`Erin Brockovich hexavalent chromium case`

Appears in 1 lecture.

Appearances across the corpus

WM_Su2014_30 · Welding Quality, Summer 2014 · §4.p3

Public-awareness anchor for hexavalent chromium toxicity. Tom uses it to explain why chromic-acid-based aluminum cleaning baths fell out of favor, and pairs it with the parallel collapse of automotive chrome plating between 1982 and the mid-1990s. Tom adds a personal recollection of disposing of chromic acid down the laboratory drain at MIT in the early 1970s.

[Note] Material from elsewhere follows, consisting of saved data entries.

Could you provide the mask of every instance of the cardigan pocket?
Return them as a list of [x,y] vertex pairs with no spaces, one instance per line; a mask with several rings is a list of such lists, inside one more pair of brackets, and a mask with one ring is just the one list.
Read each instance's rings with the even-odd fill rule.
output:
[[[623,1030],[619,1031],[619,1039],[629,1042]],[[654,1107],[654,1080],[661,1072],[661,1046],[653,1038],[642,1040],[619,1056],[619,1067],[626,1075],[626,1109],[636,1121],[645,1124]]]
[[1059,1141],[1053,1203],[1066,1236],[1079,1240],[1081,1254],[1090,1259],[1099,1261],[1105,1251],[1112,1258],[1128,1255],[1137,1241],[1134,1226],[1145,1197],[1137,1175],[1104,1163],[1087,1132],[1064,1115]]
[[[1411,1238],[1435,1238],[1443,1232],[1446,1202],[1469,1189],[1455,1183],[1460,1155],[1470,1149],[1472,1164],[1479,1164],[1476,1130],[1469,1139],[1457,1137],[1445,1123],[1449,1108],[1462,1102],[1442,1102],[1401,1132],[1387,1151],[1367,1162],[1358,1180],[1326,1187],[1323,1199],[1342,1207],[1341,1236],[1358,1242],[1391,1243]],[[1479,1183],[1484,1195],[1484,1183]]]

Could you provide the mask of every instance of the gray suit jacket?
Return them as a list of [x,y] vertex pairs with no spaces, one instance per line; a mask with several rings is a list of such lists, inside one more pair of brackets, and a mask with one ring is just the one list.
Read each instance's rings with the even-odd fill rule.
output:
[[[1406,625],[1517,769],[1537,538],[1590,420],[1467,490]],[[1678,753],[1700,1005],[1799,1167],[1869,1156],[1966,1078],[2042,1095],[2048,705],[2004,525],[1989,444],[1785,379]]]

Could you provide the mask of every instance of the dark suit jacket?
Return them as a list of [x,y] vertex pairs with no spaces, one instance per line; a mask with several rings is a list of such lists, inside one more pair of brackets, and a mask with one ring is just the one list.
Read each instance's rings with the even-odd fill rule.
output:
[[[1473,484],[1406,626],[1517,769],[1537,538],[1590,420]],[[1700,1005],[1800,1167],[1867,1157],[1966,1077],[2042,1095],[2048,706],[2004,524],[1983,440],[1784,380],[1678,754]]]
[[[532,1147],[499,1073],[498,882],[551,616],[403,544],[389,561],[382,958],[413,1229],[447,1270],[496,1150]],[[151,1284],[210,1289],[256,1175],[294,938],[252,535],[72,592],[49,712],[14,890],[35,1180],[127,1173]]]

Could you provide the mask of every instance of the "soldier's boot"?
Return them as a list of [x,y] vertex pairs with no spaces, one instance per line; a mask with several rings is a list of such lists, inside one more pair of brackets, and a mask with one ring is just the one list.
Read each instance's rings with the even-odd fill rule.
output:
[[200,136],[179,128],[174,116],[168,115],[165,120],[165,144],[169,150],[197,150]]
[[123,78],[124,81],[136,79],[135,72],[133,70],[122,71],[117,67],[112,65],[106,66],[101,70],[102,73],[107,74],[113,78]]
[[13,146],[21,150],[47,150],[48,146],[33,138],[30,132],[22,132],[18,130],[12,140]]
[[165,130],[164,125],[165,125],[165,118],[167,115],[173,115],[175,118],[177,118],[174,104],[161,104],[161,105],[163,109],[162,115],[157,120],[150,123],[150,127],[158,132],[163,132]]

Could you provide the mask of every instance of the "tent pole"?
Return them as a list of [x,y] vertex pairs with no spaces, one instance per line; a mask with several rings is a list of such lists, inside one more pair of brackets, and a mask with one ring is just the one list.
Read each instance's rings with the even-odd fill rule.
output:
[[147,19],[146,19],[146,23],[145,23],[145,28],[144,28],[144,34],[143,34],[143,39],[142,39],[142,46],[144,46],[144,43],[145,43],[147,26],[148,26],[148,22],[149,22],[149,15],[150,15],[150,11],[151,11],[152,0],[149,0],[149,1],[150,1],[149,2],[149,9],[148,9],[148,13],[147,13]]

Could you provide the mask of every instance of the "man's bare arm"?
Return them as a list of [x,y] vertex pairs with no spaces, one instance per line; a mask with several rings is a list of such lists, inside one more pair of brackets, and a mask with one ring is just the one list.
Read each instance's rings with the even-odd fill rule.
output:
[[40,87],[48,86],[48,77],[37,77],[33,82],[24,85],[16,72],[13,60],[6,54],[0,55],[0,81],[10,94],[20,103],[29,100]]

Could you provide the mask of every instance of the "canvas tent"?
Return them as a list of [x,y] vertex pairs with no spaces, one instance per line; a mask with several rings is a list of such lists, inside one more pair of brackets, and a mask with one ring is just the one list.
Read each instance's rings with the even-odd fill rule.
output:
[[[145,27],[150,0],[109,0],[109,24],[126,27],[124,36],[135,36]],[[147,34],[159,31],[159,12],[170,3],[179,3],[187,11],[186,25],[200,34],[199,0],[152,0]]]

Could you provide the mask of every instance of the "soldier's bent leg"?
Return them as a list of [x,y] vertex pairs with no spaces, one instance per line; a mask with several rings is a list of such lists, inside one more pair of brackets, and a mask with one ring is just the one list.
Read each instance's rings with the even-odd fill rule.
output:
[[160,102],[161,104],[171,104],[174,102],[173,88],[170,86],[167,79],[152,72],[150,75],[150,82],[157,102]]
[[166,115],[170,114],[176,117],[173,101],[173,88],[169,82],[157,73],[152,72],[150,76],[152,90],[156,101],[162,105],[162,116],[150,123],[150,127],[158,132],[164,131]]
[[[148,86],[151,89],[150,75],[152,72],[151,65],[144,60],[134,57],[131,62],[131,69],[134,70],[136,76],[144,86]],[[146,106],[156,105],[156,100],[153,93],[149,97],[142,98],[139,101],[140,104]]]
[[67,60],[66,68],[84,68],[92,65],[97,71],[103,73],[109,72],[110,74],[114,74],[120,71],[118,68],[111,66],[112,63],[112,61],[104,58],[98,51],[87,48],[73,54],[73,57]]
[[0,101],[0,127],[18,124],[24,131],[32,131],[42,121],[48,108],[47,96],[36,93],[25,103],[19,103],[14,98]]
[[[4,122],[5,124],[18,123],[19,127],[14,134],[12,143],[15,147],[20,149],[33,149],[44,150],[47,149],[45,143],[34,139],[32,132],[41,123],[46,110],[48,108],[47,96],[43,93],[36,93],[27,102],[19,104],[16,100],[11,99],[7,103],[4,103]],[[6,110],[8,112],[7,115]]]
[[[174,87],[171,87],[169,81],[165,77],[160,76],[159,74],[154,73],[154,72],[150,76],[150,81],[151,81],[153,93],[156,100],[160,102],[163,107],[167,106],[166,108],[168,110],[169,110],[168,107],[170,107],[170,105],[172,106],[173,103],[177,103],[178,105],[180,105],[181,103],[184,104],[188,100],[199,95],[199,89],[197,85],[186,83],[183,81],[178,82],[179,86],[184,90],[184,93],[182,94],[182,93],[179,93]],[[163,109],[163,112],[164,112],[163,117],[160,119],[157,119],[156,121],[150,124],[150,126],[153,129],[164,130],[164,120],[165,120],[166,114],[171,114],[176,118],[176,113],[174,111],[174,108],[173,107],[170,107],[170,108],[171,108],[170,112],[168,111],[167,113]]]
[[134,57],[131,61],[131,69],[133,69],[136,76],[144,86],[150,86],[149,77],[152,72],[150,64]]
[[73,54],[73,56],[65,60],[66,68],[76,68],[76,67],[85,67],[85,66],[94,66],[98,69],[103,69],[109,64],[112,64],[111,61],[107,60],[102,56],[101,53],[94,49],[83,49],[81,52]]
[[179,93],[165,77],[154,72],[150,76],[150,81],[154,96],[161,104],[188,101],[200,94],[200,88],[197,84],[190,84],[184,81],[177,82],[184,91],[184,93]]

What's the problem with these two? Anybody know what the problem with the two that contain chromic acid is? Environmental. CrO3 — that's Erin Brockovich. That's what she got all that money for: those kids who had liver cancer and birth defects and other things in California. Chromic acid is a carcinogen, one of the most potent carcinogens we know. The reason you didn't have chrome bumpers on automobiles in the United States between about 1982 and 1995 — why? Because people in the chrome-plating shops did a study and showed they had a much higher incidence of cancer. So they shut down the shops. It wasn't until the mid-90s that Ford built an environmentally protected chromic acid plating shop for Ford Explorers. Cost them a couple hundred million dollars with all the controls. No one's going to be breathing chromic acid fumes in a modern electroplating shop. But it took about 15 years to design the controls, so now we're back to doing chromium plating.